Commune head sentenced for child torture

The Age, Australia/July 12, 2008

Paul Schaefer, the founder of the notorious former German religious commune Colonia Dignidad in Chile, has been sentenced to three years and a day in prison for torturing children.

The sentencing is the latest in a series of cases that have condemned Schaefer to at least 30 years in Jail in 25 cases of sexual abuse of minors and violations of legislation over the possession of firearms.

The victims in the current case were eight children who were given psychotropic medication and electroshock therapy from 1970 to 1980 in the settlement hospital, the court said in Santiago.

Moreover, the children were separated from their parents and prevented from developing a normal sexuality through the use of physical violence, the court added.

A former corporal in Adolf Hitler's army, Schaefer started the commune in southeastern Chile with other German emigrants. While preaching rigid morality, he sexually abused children and teenagers at the sealed-off complex, authorities have said.

Schaefer, 86, also faces charges of human rights abuses.

Prosecutors allege that the dreaded secret police of former Chilean dictator Augusto Pinochet, who ruled from 1973 to 1990, killed and tortured political opponents at Colonia Dignidad and that Schaefer took part.

In the 1950s, Schaefer was under investigation by German authorities over an alleged sexual abuse of German minors. In the early 1960s he convinced hundreds of Germans to emigrate to Chile, founding his commune near Parral in southern Chile.
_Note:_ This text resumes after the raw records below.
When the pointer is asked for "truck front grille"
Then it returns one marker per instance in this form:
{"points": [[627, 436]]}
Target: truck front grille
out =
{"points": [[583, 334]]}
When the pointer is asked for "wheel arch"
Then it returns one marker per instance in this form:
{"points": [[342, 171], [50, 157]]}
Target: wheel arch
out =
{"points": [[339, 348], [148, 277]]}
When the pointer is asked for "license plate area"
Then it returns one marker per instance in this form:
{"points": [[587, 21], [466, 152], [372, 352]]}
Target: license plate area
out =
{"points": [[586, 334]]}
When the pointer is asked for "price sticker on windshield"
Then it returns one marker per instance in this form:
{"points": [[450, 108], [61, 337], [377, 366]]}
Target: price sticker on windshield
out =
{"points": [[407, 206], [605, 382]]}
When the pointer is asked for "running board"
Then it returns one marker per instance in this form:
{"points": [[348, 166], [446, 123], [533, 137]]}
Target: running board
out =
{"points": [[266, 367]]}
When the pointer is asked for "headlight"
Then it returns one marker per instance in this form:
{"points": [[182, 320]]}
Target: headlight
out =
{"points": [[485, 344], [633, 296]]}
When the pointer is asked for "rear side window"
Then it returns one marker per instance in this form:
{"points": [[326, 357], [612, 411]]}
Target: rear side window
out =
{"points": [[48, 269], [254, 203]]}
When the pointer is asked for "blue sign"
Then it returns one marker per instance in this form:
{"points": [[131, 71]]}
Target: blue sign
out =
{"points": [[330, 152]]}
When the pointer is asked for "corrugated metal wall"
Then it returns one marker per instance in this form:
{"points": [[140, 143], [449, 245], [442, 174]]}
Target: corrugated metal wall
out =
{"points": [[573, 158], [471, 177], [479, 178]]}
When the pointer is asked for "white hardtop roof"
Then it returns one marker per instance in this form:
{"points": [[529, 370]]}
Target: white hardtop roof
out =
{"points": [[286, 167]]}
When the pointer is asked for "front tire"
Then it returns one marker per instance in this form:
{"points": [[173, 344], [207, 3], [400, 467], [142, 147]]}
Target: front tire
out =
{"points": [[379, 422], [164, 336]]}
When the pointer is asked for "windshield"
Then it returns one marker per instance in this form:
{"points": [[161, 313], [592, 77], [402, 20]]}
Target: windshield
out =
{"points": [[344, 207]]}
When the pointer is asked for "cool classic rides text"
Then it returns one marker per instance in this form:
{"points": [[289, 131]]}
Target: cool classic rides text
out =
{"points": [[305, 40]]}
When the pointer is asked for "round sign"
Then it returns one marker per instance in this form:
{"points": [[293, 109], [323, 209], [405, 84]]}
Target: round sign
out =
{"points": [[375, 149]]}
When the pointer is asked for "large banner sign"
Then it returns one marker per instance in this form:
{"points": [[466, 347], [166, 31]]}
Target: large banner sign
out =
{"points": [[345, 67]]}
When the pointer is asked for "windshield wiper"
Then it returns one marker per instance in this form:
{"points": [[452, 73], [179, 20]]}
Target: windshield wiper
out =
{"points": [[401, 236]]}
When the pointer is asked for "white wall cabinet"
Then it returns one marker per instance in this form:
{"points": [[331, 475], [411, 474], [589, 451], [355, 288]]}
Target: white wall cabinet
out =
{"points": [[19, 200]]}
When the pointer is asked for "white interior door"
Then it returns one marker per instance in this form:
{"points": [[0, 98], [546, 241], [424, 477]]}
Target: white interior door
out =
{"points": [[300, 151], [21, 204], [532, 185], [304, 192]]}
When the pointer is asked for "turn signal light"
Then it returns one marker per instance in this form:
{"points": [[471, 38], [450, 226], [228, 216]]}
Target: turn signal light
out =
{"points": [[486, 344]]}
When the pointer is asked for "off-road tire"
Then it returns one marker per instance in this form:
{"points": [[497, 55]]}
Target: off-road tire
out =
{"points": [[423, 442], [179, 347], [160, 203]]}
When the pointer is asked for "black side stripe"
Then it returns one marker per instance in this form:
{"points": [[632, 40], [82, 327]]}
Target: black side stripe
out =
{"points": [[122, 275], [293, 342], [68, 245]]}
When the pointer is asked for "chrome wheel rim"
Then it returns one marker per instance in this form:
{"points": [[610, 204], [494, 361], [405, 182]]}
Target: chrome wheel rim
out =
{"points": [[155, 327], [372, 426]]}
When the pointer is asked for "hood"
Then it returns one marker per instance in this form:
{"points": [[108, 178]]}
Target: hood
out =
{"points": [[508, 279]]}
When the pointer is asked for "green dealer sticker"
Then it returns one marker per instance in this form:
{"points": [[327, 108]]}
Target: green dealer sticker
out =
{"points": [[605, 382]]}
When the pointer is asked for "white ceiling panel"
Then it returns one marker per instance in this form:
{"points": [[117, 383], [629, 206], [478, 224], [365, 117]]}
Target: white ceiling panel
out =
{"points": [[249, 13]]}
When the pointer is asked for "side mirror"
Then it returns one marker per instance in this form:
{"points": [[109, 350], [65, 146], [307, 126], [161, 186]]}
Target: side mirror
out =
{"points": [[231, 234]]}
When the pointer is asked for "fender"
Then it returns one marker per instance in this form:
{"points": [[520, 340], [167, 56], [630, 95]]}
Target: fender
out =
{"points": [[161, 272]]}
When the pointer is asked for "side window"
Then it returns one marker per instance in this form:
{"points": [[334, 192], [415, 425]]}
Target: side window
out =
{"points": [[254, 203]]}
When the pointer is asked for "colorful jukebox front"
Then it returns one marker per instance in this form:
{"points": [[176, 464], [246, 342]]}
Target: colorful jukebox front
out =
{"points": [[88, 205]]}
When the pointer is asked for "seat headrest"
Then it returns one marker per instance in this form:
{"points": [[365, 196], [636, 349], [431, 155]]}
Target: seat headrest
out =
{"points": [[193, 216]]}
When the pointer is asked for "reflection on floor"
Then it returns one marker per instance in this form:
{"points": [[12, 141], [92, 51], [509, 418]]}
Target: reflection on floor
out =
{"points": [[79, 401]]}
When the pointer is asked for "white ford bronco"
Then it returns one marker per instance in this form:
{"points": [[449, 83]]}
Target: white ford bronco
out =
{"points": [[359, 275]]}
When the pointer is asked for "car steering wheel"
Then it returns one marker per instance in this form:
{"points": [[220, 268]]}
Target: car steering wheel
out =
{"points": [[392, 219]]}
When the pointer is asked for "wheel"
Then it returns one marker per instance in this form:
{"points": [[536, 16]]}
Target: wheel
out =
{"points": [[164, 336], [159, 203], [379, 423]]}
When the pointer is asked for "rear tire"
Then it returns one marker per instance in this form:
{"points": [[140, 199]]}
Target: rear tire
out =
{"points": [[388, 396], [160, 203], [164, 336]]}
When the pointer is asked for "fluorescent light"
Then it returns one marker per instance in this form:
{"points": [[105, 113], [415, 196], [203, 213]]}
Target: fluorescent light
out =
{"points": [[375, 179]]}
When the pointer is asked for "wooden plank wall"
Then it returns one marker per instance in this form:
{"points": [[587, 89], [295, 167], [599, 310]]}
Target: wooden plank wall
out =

Hundreds of people lived there, in complete isolation from the outside world and unallowed to leave the commune.

In Colonia Dignidad, children were taken from their parents.

Marriages and relationships between the settlers were forbidden, and many former residents have only recently dared to speak of their experience.

In addition to electric fencing and camera surveillance, the commune procured weapons to protect their compound. Schaefer disappeared in 1997 as investigations began, but was arrested in Argentina in 2005 and extradited to Chile.

The settlement lost its legal status and tax-free privileges after Pinochet fell, and renamed itself "Villa Baviera."